More than 10,000 people answered the call to march through the streets of Durban, South Africa, last Saturday as part of a gobal day of action for climate justice and an end to climate change. The march coincided with the halfway point of negotiations at 17th meeting of the United Nations Framework Convention on Climate Change (COP17).
“We will not accept a continuation of pollution. We will not accept a 'horror' Durban mandate. We want legally binding emission reductions, at a level in line with the language of the COP: ambitious. We don't want business as usual, we don't want Africa to be cooked, we don't want Africa to be roasted, we don't want Africa to be burned. We the people of Africa demand that our leaders should hear us,” well-known Nigerian activist and chair of Friends of the Earth International Nniimmo Bassey said to the assembled crowd.
The climate activists marched through the downtown core, with riot police on all sides. At the conference centre where thousands of delegates are meeting for the official negotations, riot police on horseback were stationed behind the metal and concrete barriers encircling the entire space.
The gulf between those on the inside and those outside was an overwhelming theme of the march. Participants from across Africa and many who had travelled from across the world expressed disillusionment and frustration that once again world leaders were engaging in a negotiation process that excluded many of those who are already most affected by climate change and who face the most to lose should an agreement to reduce goblal warming not be reached at COP17. Some of the cynicism could be found on t-shirts that read "Never Trust a COP," and "Never Trust COPorations."
“We demand that countries acknowledge our collective rights as Indigenous peoples, respect our traditional knowledge, and that we be part of the negotations,” said Lola Cabanal, an Indigenous activist from Guatemala, marching with a No REDD (Reducing Emissions from Deforestation and Forest Degradation) banner.
Another prevailing theme was the feeling that even the solutions being proposed would aggravate the situation of climate change rather than alleviate it.
Both the flagship Green Climate Fund, meant to allocate financing for climate cahnge reducing projects, and the Reducing Emissions from Deforestation and Forest Degradation (REDD) agreement, meant to finance projects focussing on reforestation and conserving the world's forests, were roundly criticised by marchers. Signs denouncing the use of markets to reduce carbon emissions–for example, allowing coal companies to continue to mine while financing new reforestation projects–were prolific at the march. Such market mechanisms are currently integral to both the GCF and REDD.

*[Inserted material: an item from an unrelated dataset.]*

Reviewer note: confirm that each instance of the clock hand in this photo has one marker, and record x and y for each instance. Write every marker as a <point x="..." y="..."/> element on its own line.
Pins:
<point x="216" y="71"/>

“REDD is the WTO [World Trade Organization] of the sky: It's the privatization of trees, privatization of the soil,” said Tom Goldtooth, of the US-based Indigenous Environmental Network. “We are here to liberate Mother Earth, here to liberate the soil, here to liberate the trees, but most importantly to liberate our mind set. We have to re-evaluate our relationship to the sacred and the Mother Earth.”
But while there were calls on the outside for a radical shift in how governments, the UN and even major environmental organizations are approaching the negotiations, it seemed that it was business as usual on the inside.
Pablo Solon, Bolivia's former ambassador to the UN and chief negotiator on climate change, was also marching in the streets. He explained that while many on the inside may know more needs to be done, the power isn't in their hands.
“I know most of the chief negotiators of most important countries, and they know they are doing something wrong. They know that the numbers and the [current] deal is very bad, so i think this pressure has already come there,” he said. “But we need to go, to be heard not only where the delegates are; we need to be heard in the capitals. Because on the last day, [negotiators] receive instructions from their capitals, from their governments, from their presidents and their ministers, and then you see the bad results like we have seen in the case of [COP15 in] Copenhagen and [COP16] in Cancun.”
In an attempt to have the voices of non-governmental groups and other sectors of society not included in the talks heard, at the end of the march protesters handed a joint memorandum to President of COP17 Maite Nkoana-Mashabane and UNFCCC Executive Secretary Christiana Figueres. But if their lacklustre responses were any indication, people may not have much to expect.
While they both assured that they would present the memorandum to delegates inside, there was no explanation of how they would follow-up on the issues presented, or ways that civil society could be better included in the negotiating process.
In a move that elicited heckling, UNFCCC head Figueres tried to get the crowd to join her in a chant of "Do more," in an apparent call for everyone–including those assembled outside–to do more. Exasperated, calls of “What will you do?” and “We want to see your action,” came back from the crowd.
“I'm here today because I want to sweep away all the ones who pollute the air, to wipe up all those who are the cause of climate change,” a woman carrying a broom and sporting the t-shirt of the hundreds-strong South Africa Rural Women's contingent said earlier in the march.
Cleaning house may seem like wishful thinking, but it may also be exactly what is needed to find a solution and avert the ever growing climate crisis.
“What is probably going to come out of COP17 is a new mandate to postopone again a real solution to climate change,” said Solon. “This is something really unacceptable because people are dying, because they are putting in front their business, profit, instead of peoples' lives, nature's life.”